Because it is deep, it is difficult to receive pollution from river water and air on land, and there are few chemicals, pollutants and bacteria.

① physical cleanliness

Physical cleanliness is said to be less suspended matter and suspended matter, and deep sea water contains less suspended solids than surface seawater.

② biological cleanliness

The biggest problem in seawater intake is the propagation of adherent organisms. In general, in surface water intake systems, adherent organisms multiply in the intake pipe, and the resistance of the pipe increases and it is impossible to take in water.
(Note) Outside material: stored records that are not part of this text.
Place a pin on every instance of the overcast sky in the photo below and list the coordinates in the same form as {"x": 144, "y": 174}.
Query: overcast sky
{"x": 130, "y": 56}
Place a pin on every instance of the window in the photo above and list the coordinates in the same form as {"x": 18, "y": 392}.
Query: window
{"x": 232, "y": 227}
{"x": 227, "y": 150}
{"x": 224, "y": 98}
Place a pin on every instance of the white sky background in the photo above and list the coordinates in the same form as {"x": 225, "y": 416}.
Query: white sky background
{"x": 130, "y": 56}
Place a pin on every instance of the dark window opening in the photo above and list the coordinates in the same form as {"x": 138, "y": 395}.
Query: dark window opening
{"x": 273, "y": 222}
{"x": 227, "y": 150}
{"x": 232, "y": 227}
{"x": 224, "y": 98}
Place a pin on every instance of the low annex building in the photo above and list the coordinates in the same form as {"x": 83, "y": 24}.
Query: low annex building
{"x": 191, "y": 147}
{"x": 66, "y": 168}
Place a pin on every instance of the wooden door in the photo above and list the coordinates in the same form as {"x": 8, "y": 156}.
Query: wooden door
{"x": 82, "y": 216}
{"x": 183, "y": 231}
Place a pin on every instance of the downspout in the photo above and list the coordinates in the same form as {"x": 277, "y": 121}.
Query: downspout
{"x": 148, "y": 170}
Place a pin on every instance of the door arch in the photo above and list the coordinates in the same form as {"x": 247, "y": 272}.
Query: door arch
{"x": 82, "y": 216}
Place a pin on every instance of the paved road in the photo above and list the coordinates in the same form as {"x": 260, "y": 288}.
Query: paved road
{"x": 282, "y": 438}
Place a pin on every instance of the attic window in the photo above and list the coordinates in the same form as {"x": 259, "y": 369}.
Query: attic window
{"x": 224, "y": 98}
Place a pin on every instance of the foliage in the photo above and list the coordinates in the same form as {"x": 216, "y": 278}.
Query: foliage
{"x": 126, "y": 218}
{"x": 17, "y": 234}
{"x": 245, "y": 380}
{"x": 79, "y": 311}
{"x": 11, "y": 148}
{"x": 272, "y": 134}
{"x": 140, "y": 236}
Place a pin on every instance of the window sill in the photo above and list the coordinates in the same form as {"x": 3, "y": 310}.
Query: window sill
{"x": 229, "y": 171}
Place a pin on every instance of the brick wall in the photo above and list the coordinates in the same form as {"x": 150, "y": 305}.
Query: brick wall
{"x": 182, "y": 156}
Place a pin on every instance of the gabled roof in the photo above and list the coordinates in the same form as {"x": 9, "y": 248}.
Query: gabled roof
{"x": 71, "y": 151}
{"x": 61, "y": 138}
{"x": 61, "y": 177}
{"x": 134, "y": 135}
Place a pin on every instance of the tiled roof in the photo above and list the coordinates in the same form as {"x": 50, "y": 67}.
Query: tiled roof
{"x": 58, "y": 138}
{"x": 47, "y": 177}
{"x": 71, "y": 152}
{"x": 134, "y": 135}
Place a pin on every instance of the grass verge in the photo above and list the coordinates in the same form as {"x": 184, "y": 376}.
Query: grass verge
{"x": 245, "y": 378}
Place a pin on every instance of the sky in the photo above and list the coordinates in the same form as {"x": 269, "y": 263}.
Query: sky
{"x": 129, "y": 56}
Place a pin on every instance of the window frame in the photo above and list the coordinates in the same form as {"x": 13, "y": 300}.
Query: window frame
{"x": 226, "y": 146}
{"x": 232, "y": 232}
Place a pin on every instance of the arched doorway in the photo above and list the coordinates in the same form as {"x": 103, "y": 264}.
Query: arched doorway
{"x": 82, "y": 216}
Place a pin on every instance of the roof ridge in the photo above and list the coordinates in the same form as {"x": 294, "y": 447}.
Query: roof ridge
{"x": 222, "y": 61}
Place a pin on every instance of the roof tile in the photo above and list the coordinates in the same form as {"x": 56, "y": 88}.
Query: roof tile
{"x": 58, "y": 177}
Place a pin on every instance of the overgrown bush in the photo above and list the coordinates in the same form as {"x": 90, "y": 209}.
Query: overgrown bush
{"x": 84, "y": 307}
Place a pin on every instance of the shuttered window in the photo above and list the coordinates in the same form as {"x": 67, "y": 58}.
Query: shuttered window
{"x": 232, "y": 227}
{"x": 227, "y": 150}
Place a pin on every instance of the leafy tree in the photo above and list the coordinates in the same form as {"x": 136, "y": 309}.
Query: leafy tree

The total number of viable bacteria, such as (pathogenic) microorganisms, chlorella, etc., is small, from one tenth to one hundredth of surface water.

③ chemical cleanliness

Since deep seawater does not mix with contaminated surface waters, it is not contaminated with so-called environmental pollutants such as dioxins, PCBs, organic chlorine compounds, and organic tin.

3. eutrophicity

The deep ocean water contains about 5 to 10 times more inorganic nutrients than nitrogen, phosphorus, and silicic acid, which are the nutrient sources of phytoplankton (mainly diatoms, microscopic single-celled plants with chlorophyll), which are the source of sea life compared to surface seawater. There is a characteristic that abundant salt is contained.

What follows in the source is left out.